According to Yeo, the tension reached its peak when he returned a set of knives from Hong after it was delivered to him by mistake. Soon, Yeo realized that Hong had targeted him for being the boss of International PJ.
"I was stunned and furious," Yeo said. "But I never thought it would be difficult to prove my innocence because I was not involved in any gang activities. I never knew I would end up in prison."
The fight was hard; Hong was a famous prosecutor who knew how to use the media to his advantage and Yeo was a suspect with a criminal record of assaulting a person when he was a teenager.
Yeo was dumbfounded when he realized that the story of the mistaken delivery of the knives was dramatized in the media as one for a gang boss' blackmailing. "Based on Hong's lies, the media accused me of sending the knives as a death threat," he said.
The court rejected Hong's accusations against Yeo, citing a lack of evidence. But Yeo was found guilty of sponsoring a gang, based on the PJ member's confession.
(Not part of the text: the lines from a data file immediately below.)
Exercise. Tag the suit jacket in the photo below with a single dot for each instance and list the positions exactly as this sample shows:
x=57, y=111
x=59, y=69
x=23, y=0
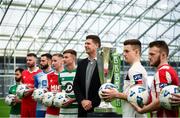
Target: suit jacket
x=79, y=87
It is still unclear why Hong targeted him or whether he saw him fair game despite the fact a failure could also damage his career. What's clear is that, through the media, the case made Hong a new political star who gained the image of "no compromise on justice."
Following the huge success of the TV series, he wrote a book about himself and made his way into politics. The image of the "Sandglass prosecutor" was his biggest political asset, which he always used to promote himself.
"I want the truth," Yeo said. "I'm 63 years old now. What do you think I get from this fight? I want to clear myself of what I never committed. This is the only thing I want."